Dual-Emissive Iridium(III) Complex with Aggregation-Induced Emission: Mechanistic Insights into Electron Transfer for Enhanced Hypoxia Detection in 3D Tumor Models

Accurate oxygen detection and measurement of its concentration is vital in biological and industrial applications, necessitating highly sensitive and reliable sensors. Optical sensors, valued for their real-time monitoring, nondestructive analysis, and exceptional sensitivity, are particularly suited for precise oxygen measurements. Here, we report a dual-emissive iridium(III) complex, IrNPh2, featuring “aggregation-induced emission” (AIE) properties and used for sensitive oxygen sensing. IrNPh2 exhibits dual emissions at 450 and 515 nm, with 515 nm triplet-state emission demonstrating remarkable oxygen sensitivity due to its long-lived excited state (12.12 μs) and high quantum yield (68%). Stern–Volmer analysis reveals a notable quenching constant (Ksv = 12.44%–1) and an ultralow detection limit of 0.0397%, emphasizing its superior performance. The oxygen quenching mechanism is driven by electron transfer (ET), supported by computational studies showing the lowest-unoccupied molecular orbital (LUMO) alignment of IrNPh2 with the πg* orbitals of triplet oxygen, leading to superoxide radical (O2•–) formation. Electron paramagnetic resonance (EPR) studies further confirm this pathway. Biological evaluations using a three-dimensional (3D) U87-MG glioma spheroid model highlight the ability of IrNPh2 to detect hypoxic regions, with significant fluorescence enhancement under hypoxia and minimal cytotoxicity (>80% viability at 100 μM). With high sensitivity, low detection limits, and biocompatibility, IrNPh2 emerges as a promising candidate for oxygen sensing in environmental and biomedical applications, especially tumor hypoxia detection.

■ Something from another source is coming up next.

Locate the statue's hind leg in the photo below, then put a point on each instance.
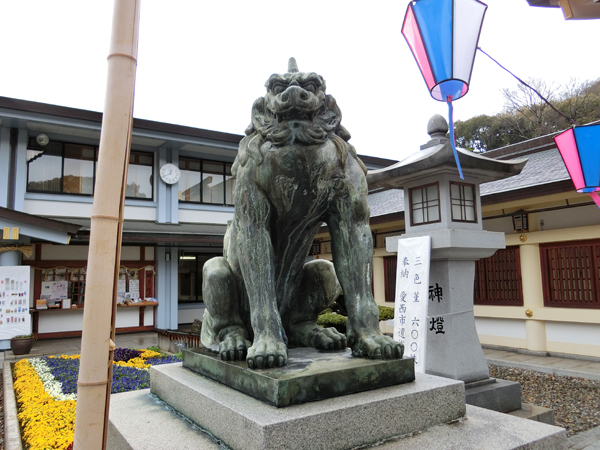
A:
(319, 290)
(223, 330)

精准的氧气检测及其浓度定量在生物与工业应用中均具有关键意义，因此亟需兼具高灵敏度与高可靠性的传感器件。光学传感器凭借可实现实时监测、无损分析且灵敏度优异的特点，尤其适配高精度氧气检测场景。本研究报道一种双发射铱(III)配合物IrNPh2，其具备聚集诱导发光（aggregation-induced emission, AIE）特性，可用于高灵敏度氧气传感。IrNPh2在450 nm与515 nm处呈现双发射峰，其中515 nm处的三重态发射因激发态寿命长达12.12 μs、量子产率达68%，表现出优异的氧气响应灵敏度。斯特恩-沃尔默（Stern-Volmer）分析结果显示，该配合物的淬灭常数可达12.44 %⁻¹，超低检测限低至0.0397%，进一步凸显其优异的传感性能。氧气淬灭的机制为电子转移（electron transfer, ET），计算研究证实，IrNPh2的最低未占据分子轨道（lowest-unoccupied molecular orbital, LUMO）与三重态氧气的πg*轨道能级匹配，可生成超氧自由基（O2•–）。电子顺磁共振（electron paramagnetic resonance, EPR）实验进一步验证了这一淬灭路径。通过三维（3D）U87-MG胶质瘤球体模型开展的生物学评价结果表明，IrNPh2可有效检测缺氧区域：在缺氧环境下荧光信号显著增强，且细胞毒性极低——100 μM浓度下细胞存活率仍高于80%。凭借高灵敏度、超低检测限与良好的生物相容性，IrNPh2有望成为环境与生物医学领域氧气传感的优质候选材料，尤其适用于肿瘤缺氧检测场景。